Indeed, beyond the mobile carnage, results for the three months
ended June 30 were better than analysts had expected--but sales
growth came from less-profitable areas that Wall Street cares
little about.
The company's shares were down 3.9% to $45.45 in after-hours
trading on Tuesday. In 4 p.m. trading, Microsoft's shares were up
36 cents to $47.28.
Revenue was strong from some products targeted largely at the
consumer market. Sales of the Surface tablet, for instance, more
than doubled from a year earlier to $888 million, and sales of Xbox
game consoles and associated videogame revenue rose 27%. But that
wasn't enough to generate increases in consumer divisions in total,
as revenue fell 13%. Windows revenue took a hit as fewer people
bought new personal computers and sales sagged in the unprofitable
mobile-phone business.
Investors tend to overlook Microsoft's consumer divisions, where
profit margins are lower than in its business products and
services.

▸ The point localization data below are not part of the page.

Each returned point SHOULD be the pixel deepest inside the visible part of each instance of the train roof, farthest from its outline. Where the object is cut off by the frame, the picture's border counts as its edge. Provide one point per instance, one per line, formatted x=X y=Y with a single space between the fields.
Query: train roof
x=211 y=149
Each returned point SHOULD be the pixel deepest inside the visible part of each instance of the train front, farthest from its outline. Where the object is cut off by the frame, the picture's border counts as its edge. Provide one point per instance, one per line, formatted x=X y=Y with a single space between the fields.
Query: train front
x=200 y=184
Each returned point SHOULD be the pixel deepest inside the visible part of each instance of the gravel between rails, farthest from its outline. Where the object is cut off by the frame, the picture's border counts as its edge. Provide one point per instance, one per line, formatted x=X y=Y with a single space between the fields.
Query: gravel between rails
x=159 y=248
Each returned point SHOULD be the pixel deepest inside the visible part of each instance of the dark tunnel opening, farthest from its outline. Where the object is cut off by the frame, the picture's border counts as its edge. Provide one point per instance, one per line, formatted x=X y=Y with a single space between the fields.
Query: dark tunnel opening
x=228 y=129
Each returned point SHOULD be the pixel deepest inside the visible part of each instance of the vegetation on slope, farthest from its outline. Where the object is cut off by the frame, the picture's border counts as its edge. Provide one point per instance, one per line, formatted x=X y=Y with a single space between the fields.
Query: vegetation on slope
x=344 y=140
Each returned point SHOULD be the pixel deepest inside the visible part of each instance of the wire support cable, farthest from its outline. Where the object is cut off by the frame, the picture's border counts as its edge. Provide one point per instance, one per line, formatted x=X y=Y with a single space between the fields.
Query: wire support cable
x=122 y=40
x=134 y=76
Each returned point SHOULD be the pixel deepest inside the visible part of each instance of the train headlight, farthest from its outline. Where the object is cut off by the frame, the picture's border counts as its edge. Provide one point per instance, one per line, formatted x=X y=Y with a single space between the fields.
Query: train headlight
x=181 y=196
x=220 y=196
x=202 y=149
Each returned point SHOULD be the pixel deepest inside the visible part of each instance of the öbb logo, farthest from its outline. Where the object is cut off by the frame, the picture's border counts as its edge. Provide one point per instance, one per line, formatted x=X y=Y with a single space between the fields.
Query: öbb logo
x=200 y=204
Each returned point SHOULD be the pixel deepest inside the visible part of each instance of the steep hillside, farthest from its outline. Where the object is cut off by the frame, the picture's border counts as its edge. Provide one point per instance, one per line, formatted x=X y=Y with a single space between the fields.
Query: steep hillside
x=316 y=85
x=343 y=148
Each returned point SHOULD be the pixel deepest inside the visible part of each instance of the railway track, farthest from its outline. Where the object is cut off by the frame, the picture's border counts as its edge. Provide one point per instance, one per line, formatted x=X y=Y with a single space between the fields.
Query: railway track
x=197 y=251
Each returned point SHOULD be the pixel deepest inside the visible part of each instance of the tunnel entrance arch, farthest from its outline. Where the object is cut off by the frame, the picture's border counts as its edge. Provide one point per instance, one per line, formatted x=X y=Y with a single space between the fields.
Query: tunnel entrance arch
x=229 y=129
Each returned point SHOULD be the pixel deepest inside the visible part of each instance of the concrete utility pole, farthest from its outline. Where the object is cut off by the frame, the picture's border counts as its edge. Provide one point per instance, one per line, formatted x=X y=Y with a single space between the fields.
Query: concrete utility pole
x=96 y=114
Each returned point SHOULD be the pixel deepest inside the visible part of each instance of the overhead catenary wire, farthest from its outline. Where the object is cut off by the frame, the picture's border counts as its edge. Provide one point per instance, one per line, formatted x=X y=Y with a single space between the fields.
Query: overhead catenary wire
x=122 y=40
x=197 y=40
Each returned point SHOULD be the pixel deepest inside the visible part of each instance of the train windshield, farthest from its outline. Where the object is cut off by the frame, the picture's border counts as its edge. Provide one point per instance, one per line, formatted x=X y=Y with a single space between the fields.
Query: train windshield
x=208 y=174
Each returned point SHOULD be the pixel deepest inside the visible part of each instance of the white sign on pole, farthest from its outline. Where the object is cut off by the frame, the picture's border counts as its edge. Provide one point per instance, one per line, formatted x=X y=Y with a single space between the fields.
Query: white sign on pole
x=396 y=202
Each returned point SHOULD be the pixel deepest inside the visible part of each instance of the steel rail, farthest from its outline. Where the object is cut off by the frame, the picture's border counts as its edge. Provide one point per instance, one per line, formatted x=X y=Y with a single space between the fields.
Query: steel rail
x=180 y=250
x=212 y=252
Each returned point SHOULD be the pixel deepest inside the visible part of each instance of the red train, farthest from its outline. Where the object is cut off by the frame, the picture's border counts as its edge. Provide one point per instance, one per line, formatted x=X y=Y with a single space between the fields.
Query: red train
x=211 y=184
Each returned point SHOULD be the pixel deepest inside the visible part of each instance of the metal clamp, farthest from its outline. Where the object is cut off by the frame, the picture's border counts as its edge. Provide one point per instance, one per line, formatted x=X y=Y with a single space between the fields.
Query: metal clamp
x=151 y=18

But Microsoft needs its consumer-focused areas to do well
as it prepares for next week's launch of Windows 10, the latest
version of its operating system for PCs, tablets and
smartphones.
For the first time in the company's history, Microsoft is
letting many people with existing computers upgrade to the latest
Windows free of charge. To make up the lost revenue, the company is
counting on selling those customers add-ons like PC videogames,
Office and Web-search ads. This will be a test for Microsoft, which
historically hasn't been successful selling add-on services to
consumer PC users.
Most of Microsoft's profit comes from sales of Windows, Office,
databases and other corporate software. Total sales of those and
other products sold to businesses rose 0.2% to $13.53 billion in
the fourth quarter--the slowest growth pace in at least two years.
The revenue growth was undermined in part by a strong U.S. dollar
and tough comparisons to a Windows sales surge last year.

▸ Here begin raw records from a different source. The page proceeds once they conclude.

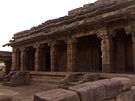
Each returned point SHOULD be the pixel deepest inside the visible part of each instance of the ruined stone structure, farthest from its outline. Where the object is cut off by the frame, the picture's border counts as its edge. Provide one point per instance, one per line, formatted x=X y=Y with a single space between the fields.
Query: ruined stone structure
x=115 y=89
x=98 y=37
x=6 y=57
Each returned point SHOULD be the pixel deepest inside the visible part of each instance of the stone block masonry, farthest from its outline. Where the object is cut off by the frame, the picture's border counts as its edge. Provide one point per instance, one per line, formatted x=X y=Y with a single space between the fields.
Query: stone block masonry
x=115 y=89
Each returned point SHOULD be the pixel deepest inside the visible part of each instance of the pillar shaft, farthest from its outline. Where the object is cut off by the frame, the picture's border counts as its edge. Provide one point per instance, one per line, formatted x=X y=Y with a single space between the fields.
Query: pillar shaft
x=133 y=40
x=37 y=59
x=53 y=57
x=107 y=54
x=71 y=55
x=14 y=59
x=23 y=60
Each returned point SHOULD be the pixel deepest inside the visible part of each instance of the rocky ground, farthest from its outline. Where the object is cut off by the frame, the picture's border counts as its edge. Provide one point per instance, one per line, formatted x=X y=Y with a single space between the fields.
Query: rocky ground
x=25 y=93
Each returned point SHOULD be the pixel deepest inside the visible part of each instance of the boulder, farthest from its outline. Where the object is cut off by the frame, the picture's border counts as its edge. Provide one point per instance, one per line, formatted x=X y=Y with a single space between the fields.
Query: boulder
x=90 y=77
x=90 y=91
x=5 y=98
x=57 y=95
x=113 y=87
x=127 y=83
x=125 y=96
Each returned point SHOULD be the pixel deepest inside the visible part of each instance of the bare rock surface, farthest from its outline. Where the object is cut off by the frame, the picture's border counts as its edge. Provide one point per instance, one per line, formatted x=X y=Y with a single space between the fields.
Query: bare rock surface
x=57 y=95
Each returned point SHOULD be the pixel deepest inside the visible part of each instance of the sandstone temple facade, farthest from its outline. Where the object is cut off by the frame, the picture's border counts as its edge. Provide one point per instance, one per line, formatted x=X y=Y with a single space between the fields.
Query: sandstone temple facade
x=98 y=37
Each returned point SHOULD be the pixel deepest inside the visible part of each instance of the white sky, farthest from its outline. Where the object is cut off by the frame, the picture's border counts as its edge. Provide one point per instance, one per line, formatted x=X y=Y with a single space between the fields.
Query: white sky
x=19 y=15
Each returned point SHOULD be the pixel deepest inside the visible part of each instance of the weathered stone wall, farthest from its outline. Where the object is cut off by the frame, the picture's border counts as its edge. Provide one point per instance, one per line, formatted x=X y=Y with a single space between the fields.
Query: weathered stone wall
x=116 y=89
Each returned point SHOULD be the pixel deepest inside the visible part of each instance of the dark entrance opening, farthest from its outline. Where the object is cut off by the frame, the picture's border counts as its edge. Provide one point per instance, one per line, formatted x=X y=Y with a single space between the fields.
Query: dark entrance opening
x=61 y=56
x=30 y=60
x=45 y=58
x=89 y=54
x=123 y=52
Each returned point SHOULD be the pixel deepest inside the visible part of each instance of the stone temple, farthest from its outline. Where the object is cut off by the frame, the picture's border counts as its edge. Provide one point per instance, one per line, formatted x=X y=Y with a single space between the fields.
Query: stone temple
x=98 y=37
x=79 y=57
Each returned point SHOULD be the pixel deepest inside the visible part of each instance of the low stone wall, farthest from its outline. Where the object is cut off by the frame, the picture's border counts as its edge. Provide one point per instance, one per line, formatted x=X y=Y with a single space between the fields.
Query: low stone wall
x=15 y=79
x=115 y=89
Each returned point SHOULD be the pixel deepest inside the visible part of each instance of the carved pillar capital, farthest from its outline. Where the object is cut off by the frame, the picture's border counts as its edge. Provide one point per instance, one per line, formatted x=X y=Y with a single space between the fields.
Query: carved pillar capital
x=52 y=43
x=36 y=46
x=71 y=53
x=70 y=41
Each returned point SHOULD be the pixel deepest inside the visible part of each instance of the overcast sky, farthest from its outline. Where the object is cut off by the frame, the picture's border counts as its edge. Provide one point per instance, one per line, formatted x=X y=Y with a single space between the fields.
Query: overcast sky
x=19 y=15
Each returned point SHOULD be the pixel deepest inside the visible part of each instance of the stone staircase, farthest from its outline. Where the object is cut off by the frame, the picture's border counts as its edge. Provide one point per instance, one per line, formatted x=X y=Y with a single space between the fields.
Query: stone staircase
x=14 y=79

In a potential spot of worry for investors, sales growth slowed
in Microsoft's "cloud" software, including Web-friendly versions of
Office for businesses and the Azure service. Cloud software sales
rose 88% from a year ago, but those big gains represent a slowdown
from prior quarters' greater-than-100% growth rates.
"Cloud was strong in the quarter, although some of the bulls
were hoping for a bigger number, and that could be weighing on
shares," FBR Capital Markets analyst Daniel Ives said in an email
Tuesday.
Overall in the quarter, Microsoft's loss came to $3.2 billion,
or 40 cents a share, compared with a year-earlier net income of
$4.6 billion, or 55 cents a share. Excluding the Nokia-related
accounting charges and some costs for prior layoffs, Microsoft said
earnings came to 62 cents a share. The average estimate of Wall
Street analysts called for the company to post earnings, excluding
the Nokia charges, of 56 cents a share.
Revenue fell 5.1% to $22.18 billion. Excluding effects from the
strong U.S. dollar, revenue fell 2%. Analysts polled by Thomson
Reuters expected revenue of $22.03 billion.